Softmax is a generalized activation function used for multi-class classification problems. It maps raw prediction scores for $k$ classes to probabilities, ensuring the output satisfies the [[Probability Axioms]] of non-negativity and normalization.
## Sigmoid vs. Softmax
- **Sigmoid function:** An activation function in binary classification. Since we translate our labels into classes $\{0,1\}$, the function returns a probability value for class $1$.

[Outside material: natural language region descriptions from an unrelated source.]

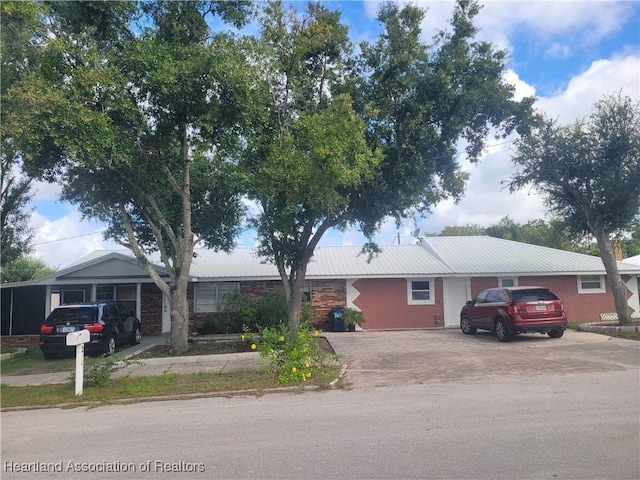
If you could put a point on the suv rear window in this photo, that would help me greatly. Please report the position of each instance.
(537, 295)
(83, 315)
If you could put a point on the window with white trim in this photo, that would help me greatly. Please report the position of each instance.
(209, 296)
(508, 282)
(420, 291)
(72, 296)
(591, 284)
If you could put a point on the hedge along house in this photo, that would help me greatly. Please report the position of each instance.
(405, 286)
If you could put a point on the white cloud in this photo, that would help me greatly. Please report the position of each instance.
(64, 240)
(603, 77)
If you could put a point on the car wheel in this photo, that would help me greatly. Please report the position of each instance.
(502, 331)
(136, 336)
(466, 327)
(110, 347)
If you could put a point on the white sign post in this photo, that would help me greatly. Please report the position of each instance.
(78, 339)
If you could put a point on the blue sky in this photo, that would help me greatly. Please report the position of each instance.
(568, 54)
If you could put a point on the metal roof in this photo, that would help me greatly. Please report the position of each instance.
(327, 262)
(433, 256)
(477, 255)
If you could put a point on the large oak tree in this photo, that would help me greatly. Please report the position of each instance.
(133, 109)
(352, 139)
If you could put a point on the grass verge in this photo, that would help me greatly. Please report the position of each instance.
(138, 388)
(34, 362)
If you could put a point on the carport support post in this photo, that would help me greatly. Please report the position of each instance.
(79, 368)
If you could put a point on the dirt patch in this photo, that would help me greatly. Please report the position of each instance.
(214, 347)
(204, 347)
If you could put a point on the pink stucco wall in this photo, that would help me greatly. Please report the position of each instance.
(384, 305)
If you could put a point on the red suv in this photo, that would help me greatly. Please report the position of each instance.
(512, 310)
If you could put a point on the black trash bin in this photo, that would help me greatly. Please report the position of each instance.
(337, 315)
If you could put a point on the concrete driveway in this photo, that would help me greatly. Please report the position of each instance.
(377, 358)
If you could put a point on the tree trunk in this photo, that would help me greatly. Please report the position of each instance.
(179, 318)
(294, 292)
(618, 287)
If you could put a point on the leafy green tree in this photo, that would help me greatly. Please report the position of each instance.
(24, 268)
(461, 231)
(352, 139)
(308, 150)
(590, 174)
(136, 120)
(20, 35)
(15, 195)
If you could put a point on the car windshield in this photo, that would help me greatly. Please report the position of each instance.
(83, 315)
(534, 295)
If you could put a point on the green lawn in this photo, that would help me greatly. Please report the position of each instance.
(131, 388)
(138, 388)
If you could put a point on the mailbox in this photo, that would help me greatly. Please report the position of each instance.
(78, 338)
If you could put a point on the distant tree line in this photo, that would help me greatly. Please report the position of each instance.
(552, 234)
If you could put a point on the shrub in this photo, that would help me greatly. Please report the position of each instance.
(97, 371)
(293, 360)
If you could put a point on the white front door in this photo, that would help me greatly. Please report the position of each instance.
(456, 292)
(166, 315)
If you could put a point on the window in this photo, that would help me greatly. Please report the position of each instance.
(72, 296)
(591, 284)
(419, 292)
(210, 296)
(122, 293)
(482, 297)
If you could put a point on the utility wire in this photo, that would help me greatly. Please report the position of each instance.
(67, 238)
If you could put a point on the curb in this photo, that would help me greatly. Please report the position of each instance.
(164, 398)
(19, 351)
(603, 328)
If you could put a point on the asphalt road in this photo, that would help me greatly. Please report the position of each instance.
(577, 420)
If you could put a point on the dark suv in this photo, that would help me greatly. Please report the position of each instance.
(512, 310)
(109, 323)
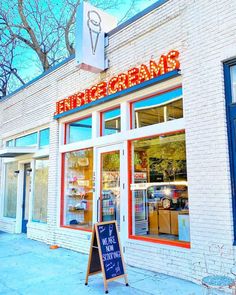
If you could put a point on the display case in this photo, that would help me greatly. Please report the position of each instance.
(78, 189)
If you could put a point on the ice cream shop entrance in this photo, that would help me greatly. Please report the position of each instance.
(110, 183)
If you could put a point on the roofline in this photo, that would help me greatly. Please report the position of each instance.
(53, 68)
(137, 16)
(112, 32)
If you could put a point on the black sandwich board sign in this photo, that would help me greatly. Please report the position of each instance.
(105, 253)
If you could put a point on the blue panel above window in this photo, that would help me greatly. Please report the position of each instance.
(27, 140)
(44, 137)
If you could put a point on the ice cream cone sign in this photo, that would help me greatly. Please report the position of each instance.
(94, 25)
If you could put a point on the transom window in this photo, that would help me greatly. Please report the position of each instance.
(40, 138)
(79, 130)
(157, 109)
(110, 121)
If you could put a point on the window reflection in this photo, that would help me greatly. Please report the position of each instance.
(159, 188)
(233, 82)
(157, 109)
(79, 189)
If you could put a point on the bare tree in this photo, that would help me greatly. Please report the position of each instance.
(44, 27)
(8, 72)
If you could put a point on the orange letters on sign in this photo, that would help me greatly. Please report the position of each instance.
(134, 76)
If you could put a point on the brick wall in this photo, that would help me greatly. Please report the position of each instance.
(204, 33)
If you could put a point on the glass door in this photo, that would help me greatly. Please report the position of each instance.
(26, 194)
(109, 183)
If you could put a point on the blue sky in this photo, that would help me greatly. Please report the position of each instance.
(27, 60)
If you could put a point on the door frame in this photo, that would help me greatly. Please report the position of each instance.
(123, 201)
(20, 192)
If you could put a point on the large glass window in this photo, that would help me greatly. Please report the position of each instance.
(78, 189)
(159, 188)
(111, 122)
(10, 192)
(110, 186)
(44, 137)
(233, 82)
(79, 130)
(157, 109)
(27, 140)
(40, 197)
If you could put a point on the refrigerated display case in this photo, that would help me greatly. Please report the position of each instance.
(140, 204)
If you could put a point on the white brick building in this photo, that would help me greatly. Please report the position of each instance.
(147, 146)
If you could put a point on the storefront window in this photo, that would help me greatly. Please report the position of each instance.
(111, 122)
(40, 197)
(159, 188)
(78, 202)
(80, 130)
(157, 109)
(10, 192)
(27, 140)
(44, 137)
(233, 82)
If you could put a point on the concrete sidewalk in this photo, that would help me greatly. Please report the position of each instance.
(30, 268)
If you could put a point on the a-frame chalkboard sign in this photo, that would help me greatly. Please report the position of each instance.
(105, 254)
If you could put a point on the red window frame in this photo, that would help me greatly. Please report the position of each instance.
(101, 117)
(62, 207)
(149, 96)
(100, 190)
(130, 213)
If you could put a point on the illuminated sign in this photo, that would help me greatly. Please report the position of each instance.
(134, 76)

$ \sigma(z) = \frac{1}{1+\exp(-z)} $
![[sigmoid.png|center|400]]
- **Softmax:** Extends sigmoid to handle multi-class classification. It maps a vector of $k$ raw scores to probabilities for $k$ classes.
## Softmax Function
We evaluate a single observation $x$, comprised of $d$ features $(x \in \mathbb R^d)$. To obtain a prediction score for class $j$ we take the inner product of $x \cdot \theta_j$, where $\theta_j$ is the $1 \times d$ learned weights vector for class $j$. This returns the prediction score $z_j$ as a scalar $\in \mathbb R$.
$ z_j = \overbrace{ \begin{bmatrix} x^{(0)}\\ \vdots \\[3pt] x^{(d)} \end{bmatrix}}^{x} \cdot \overbrace{ \begin{bmatrix} \theta_j^{(0)}\\ \vdots \\[3pt] \theta_j^{(d)} \end{bmatrix}}^{\theta_j} $
- *Input:* $1 \times k$ vector, where each element represents a score $\in \mathbb R$ to belong to class $j$.
- *Output:* $1 \times k$ vector, where each element represents the probability to belong to class $j$.
$
\underbrace{ \begin{bmatrix} z_0 \\ \vdots \\z_k \end{bmatrix} }_{\text{Input}}
\mapsto \underbrace{ \begin{bmatrix} \exp(z_0) \\ \vdots \\ \exp(z_k) \end{bmatrix} * \frac{1}{\sum_{j=1}^k \exp(j)} }_{\text{Output}}
$
## Softmax Temperature
We can tune the returned probabilities with this hyperparameter. It scales the prediction score $\theta_j \cdot x$ by a factor of $\tau$, before taking the exponential of it.
$
h(x) =
\begin{bmatrix} \exp(z_0 / \tau) \\ \vdots \\ \exp(z_{k-1} / \tau) \end{bmatrix} * \frac{1}{\sum_{j=0}^{k-1} \exp(z_j/\tau)}
$
**Effects of tau:**
- $\tau \to 1$: Standard Softmax behavior.
- $\tau \to 0^+$: Sharpens probabilities, focusing on the class with the highest score.
- $\tau \to \infty$: Flattens probabilities, making them more uniform.
**Applications:**
- *Lower tau:* Useful for confident predictions when classes are well-separated.
- *Higher tau:* Encourages exploration, which can be advantageous for imbalanced datasets.